# [BOOTSPLASH] Comment modifier le bootsplash ? (résolu)

## Hammerhead2048

Bonjour tout le monde,

J'ai encore un problème. Bon, celui-ci est pas très important, mais ça m'embête un peu.

Comment modifier le bootsplash ? Le bootsplash fonctionne chez moi, mais je suis pas un grand fan de celui utilisé par défaut. Bon, j'ai suivi le tuto en anglais qu'il y avait dans le forum, et ça marche pas, il me sort à chaque fois qu'il manque un programme splashpbm un truc comme ça. Et quand je commente les lignes qui font appel dans ce fichiers, ça s'installe, mais le hic, c'est que ça boot plus  :Shocked: . En fait, ça me bousille le initrd que j'utilise au démarrage (heureusement, j'en avais une copie  :Wink: )

Voila, si vous savez comment faire, ça m'aiderait bien.
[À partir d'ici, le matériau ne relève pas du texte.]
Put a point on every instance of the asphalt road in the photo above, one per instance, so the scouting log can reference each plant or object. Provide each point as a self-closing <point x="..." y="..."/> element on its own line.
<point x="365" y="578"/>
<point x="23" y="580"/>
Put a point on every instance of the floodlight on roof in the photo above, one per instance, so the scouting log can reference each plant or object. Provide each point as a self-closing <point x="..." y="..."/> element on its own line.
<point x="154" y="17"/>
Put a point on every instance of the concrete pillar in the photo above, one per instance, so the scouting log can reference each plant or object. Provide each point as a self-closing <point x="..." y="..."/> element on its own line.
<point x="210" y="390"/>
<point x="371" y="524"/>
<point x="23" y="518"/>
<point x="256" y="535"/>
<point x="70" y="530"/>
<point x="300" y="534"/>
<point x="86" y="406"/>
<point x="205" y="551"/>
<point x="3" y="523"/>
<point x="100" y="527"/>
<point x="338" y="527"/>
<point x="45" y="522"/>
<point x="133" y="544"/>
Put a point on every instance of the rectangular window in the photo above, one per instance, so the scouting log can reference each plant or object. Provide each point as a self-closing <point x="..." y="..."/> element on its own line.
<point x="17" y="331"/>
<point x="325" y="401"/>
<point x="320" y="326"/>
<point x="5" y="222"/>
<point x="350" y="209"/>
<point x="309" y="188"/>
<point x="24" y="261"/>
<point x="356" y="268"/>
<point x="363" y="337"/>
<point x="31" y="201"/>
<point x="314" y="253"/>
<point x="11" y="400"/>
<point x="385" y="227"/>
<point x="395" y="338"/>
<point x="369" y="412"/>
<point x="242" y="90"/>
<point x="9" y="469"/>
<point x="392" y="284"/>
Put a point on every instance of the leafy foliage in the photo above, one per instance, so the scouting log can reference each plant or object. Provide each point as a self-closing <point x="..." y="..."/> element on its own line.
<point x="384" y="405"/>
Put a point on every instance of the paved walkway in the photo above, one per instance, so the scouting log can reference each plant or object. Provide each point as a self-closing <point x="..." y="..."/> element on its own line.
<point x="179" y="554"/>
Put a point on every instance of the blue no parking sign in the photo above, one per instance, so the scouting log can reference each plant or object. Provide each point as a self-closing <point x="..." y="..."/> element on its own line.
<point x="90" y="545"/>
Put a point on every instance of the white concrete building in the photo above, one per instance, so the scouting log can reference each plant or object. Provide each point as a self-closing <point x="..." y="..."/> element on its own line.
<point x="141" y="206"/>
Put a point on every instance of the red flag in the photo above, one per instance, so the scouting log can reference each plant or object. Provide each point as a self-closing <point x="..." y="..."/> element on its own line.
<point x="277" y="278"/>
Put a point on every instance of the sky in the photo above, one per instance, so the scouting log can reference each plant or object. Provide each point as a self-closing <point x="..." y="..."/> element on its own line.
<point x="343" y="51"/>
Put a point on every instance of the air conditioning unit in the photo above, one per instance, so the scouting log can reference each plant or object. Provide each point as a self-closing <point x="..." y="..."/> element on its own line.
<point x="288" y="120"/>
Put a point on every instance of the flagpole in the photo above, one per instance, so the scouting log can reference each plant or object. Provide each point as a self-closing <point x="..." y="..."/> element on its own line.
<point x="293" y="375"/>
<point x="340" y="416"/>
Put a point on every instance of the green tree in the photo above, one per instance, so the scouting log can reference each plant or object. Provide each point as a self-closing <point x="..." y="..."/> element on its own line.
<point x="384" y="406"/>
PS: Ah oui, c'est ce bootsplash que je veux installer, je le trouve excellent: http://www.kde-look.org/content/show.php?content=12593

Merci d'avance.

----------

## ipower

Regarde ce lien:

https://forums.gentoo.org/viewtopic.php?t=49036&highlight=framebuffer+bootsplash

La section Personalising your bootsplash theme! va surement t'aider!

@+

----------

## Hammerhead2048

C'est le guide que j'ai suivi, et ça marche pas  :Sad: 

----------

## yuk159

En fait je pense que le probleme vient du script lui meme :

 *bootsplash-1280x1024.cfg wrote:*   

> 
> 
>  bootsplash theme metall-tux for resolution 1280x1024
> 
> # See http://www.bootsplash.org/ for more information
> ...

 

Je ne sais pas si ce prog existe (pas ma gentoo avec moi)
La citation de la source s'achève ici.